SAN JOSE — The 26-year-old man convicted of killing missing teen Sierra LaMar should spend the rest of his life in prison, without the possibility of parole, a jury recommended Monday, rejecting the option to sentence him to death.
Antolin Garcia-Torres will be sentenced in mid-September in Santa Clara County Superior Court by Judge Vanessa A. Zecher, who presided over the four-month trial.
Prosecutors had argued the jury should opt for death because it was the only punishment that could capture the horror of the 15-year-old’s final moments. And many in the packed courtroom anticipated that would be the verdict because the same jury — which had taken only two days to find Garcia-Torres guilty — also quickly reached a decision on the penalty in the same amount of time.
But without Sierra’s body, that argument proved difficult. The defense explicitly reminded the jury in closing arguments that other girls who have gone missing and were believed dead turned out instead to have been kidnapped and later were found alive, including California’s Jaycee Dugard.
When the clerk announced the verdict, Sierra’s father Steve LaMar, bowed his head, but none of Sierra or Garcia-Torres’ relatives reacted audibly. Sierra’s family had supported District Attorney Jeff Rosen’s decision to pursue the death penalty.
Outside the Hall of Justice, Steve Lamar thanked jurors but acknowledged feeling let down.
“I’d be lying if I said I wasn’t disappointed,” he said. “He’ll be able to breathe, to eat, to see his family. We don’t have that. We’ll grieve the rest of our lives.”
Last month, the jury convictedt Garcia-Torres of abducting and killing 15-year-old Sierra as she made her way to her school bus stop in a semi-rural area north of Morgan Hill early one morning in 2012.
The panel also convicted him of the 2009 attempted kidnappings of three other women from grocery store parking lots, which the prosecution portrayed as a “training ground” for Sierra’s abduction and murder three years later.
But defense attorney Brian Matthews argued that justice didn’t mean an eye for an eye. Garcia-Torres endured a horrific childhood, he said, yet still managed to be a good father and supportive of his mother, girlfriend and sisters. He also said there is no definitive proof of her death.
District Attorney Jeff Rosen made no apologies Monday outside the Hall of Justice for seeking the death penalty, despite the extra resources it took, including having an extra public defender assigned to the case.
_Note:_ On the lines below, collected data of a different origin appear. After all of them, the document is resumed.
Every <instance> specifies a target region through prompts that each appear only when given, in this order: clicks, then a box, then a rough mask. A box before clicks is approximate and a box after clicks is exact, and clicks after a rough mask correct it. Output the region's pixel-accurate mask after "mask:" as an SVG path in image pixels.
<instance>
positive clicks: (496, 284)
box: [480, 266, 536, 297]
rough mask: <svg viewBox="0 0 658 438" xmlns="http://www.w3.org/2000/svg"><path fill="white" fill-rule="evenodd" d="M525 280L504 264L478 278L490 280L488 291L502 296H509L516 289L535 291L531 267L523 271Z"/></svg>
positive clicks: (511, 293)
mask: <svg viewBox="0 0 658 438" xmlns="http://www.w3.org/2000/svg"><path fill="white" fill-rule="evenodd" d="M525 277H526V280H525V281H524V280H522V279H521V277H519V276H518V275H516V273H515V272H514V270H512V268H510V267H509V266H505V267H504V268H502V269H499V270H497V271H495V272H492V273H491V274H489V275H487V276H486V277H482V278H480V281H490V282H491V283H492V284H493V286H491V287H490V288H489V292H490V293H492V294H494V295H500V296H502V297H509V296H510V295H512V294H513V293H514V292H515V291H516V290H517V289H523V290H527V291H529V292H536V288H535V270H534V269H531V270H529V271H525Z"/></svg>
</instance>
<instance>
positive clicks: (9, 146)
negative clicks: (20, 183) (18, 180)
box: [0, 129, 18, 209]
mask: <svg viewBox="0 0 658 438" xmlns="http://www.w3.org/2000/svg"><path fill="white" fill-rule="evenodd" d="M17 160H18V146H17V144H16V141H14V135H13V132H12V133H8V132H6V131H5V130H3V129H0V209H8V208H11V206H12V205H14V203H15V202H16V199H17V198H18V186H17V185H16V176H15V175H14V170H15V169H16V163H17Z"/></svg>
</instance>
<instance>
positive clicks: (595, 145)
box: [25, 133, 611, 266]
“There are some crimes that are unspeakably evil and some individuals so unspeakably evil that the only appropriate punishment is death,” Rosen said.
Even if the jury had opted for death, Garcia-Torres wasn’t likely to be executed for ages, if ever. In the past four decades since 1976, only 13 people have been executed in California, the most recent in 2006.
The last time a Santa Clara County jury sentenced anyone to die was six years ago, when Melvin Forte was given the death penalty for the 1981 kidnapping, rape and murder of German tourist Ines Sailer in San Jose. Of the 747 killers now on death row in San Quentin prison, just 26 — 3 percent — were sent there by Santa Clara County juries.
Sierra’s family supported District Attorney Jeff Rosen’s pursuit of the death penalty in the case.
Sierra’s disappearance in March 2012 drew widespread interest and touched off every parent’s worst worries. Beyond the visceral fear the case evokes of strangers abducting children, there is also the continuing mystery surrounding what happened to Sierra. Her body has not been found, despite a yearslong effort by more than 750 volunteers from around the Bay Area.
Without her body, prosecutors Boyd and Dana Veazey faced an extra hurdle in getting a murder conviction. They had to prove the circumstantial case without an autopsy, a murder weapon or witness statements.
Adding to the prosecution’s challenge, Rosen took the rare step in a “no-body” trial of seeking the death penalty, his first since he assumed office in 2011.
Relatively few “no body” cases go to trial, but prosecutors nationwide have won nearly 90 percent of the 480 that have gone to trial since 1819, according to former federal prosecutor Tad DiBiase, who maintains a database. Only 33, or about 7 percent, have resulted in a death penalty sentence, he said. No figures are available for how often it was sought.
“Death penalty sentences in no body cases are rare,” DiBiase said. “When you don’t have a body, the jury is still a little reluctant to take that extra step.”